Parteien haben «ihre» Themen gesetzt
Was für 2026 aber auch eine Rolle spielen wird: Die grosse Konsensbildung sei vorbei, so Longchamp, aber: «Aber wir haben den kleinen Konsens.» Das heisst SVP, FDP und Mitte, oder, weniger häufig, Mitte-Links.
Denn, so zeigen Auswertungen: Die Parteien überlappen in ihrer Ausrichtung nicht mehr.
In den Worten des Politologen: «Das Parteiensystem hat sich aussortiert. Es hat seine Zielgruppen gefunden, seine Position gefunden. Und die Geschichten gefunden, mit denen man in die nächsten Wahlen steigen will im 2027.»

Man wisse genau, wer in die Zielgruppe gehöre und mit wem und für wen man Politik machen wolle. Das habe aber auch zur Folge, dass sich die ganz grossen Veränderungen auf eine Frage reduziert hätten: «Gewinnt die SVP noch dazu und welche der Anderen können sich halten oder müssen an die SVP Wähler abgeben?»
SVP in der Pole Position
Denn die SVP habe sich verstärkt: Sie habe einen neuen Auftritt, ein neues Präsidium und Influencer auf Social Media eingesetzt. Als kommunikativ führende Partei habe sie sich mehrfach profiliert.

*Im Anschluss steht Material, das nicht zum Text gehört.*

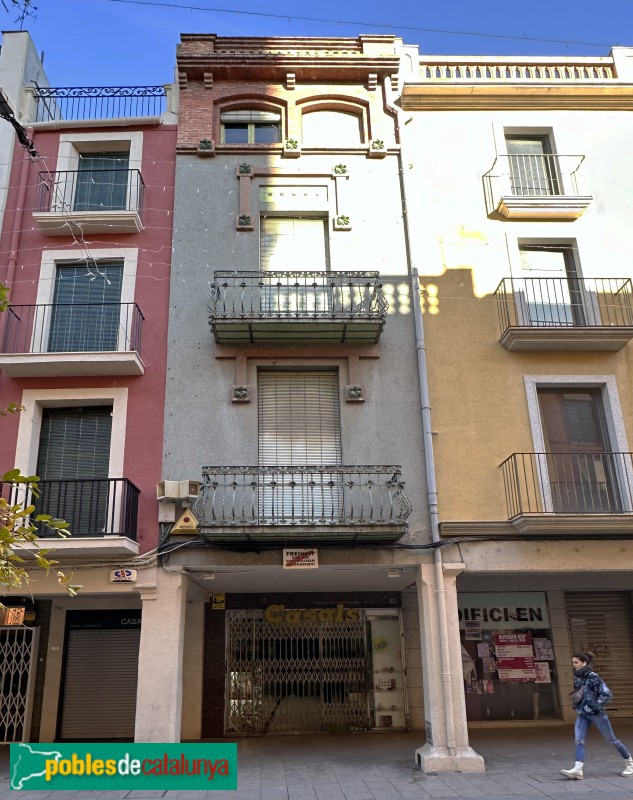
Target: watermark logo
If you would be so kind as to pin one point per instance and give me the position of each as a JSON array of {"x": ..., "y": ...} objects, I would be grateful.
[{"x": 102, "y": 767}]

Dass SVP so gut positioniert ist, hat sie in den vergangenen Monaten bewiesen: «Sie hat die kantonalen Wahlen weitestgehend gewonnen», betont Politologe Longchamp.
Die SP sei solide aufgestellt, mit Abstrichen vielleicht die Grünen: «Die Grünen haben in den Kantonen immer noch etwas Nachholmühe aus dem 2019», so Claude Longchamp weiter: Doch eigentlich seien sie inhaltlich besser aufgestellt als auch schon.
Schlusslicht FDP?
Den Druck des Erfolgs der SVP spüre die FDP, welche ihre Position deshalb noch nicht gefunden habe. Das gelte auch für die Mitte, die nach der Fusion von CVP und BDP profitierte. Nach einer Fusion die nächsten Wahlen zu gewinnen, das beobachte man fast überall, sagt Longchamp dazu. «Aber man gewinnt die zweite nicht automatisch auch» – weshalb sich das neue Präsidium jetzt bewähren müsse.

Für Claude Longchamp ist die FDP am schlechtesten aufgestellt. «Sie zeigt zwar unglaubliche Aktivität, unglaublichen Willen, aber gleichzeitig auch unglaubliche Zerstrittenheit.»
Richtungskämpfe bei fast jedem Thema, inklusive der Europafrage. Und beim eigentlichen FDP-Thema Individualbesteuerung: «Neuerdings kündigt sich sogar an, dass sogar FDP-Kantone nicht mitmachen werden.»
Kampagnen 2026: Emotionen statt Inhalte
Mit Sorge verfolgt der Politologe die Entwicklung bei den Kampagnen. Seit der Pandemie habe die digitale Kommunikation jedes Jahr an Bedeutung gewonnen. Sie hat einen grossen Vorteil: Man kann die Zielgruppen viel besser angehen, kann für die Zielgruppen viel besser kommunizieren, als das möglich wäre via Massenmedien.»
Der Nachteil: Das Inhaltliche leide und das Emotionale werde gestärkt. «Man spricht von ‹affektiver Polarisierung›: Man greift in erster Linie den Gegner an, aber nicht inhaltlich, man sagt nicht, was man anders machen würde.»
Stattdessen unterstelle man, der Gegner machte alles schlecht und konstruiere möglichst schnell einen Skandal um die prominenteste Person herum. «Das ist eine Negativ-Erscheinung, die sich mit der Digitalisierung sehr verbreitet hat. Und eigentlich das Kampagnengeschehen heute sehr stark prägt», gibt Claude Longchamp zu bedenken.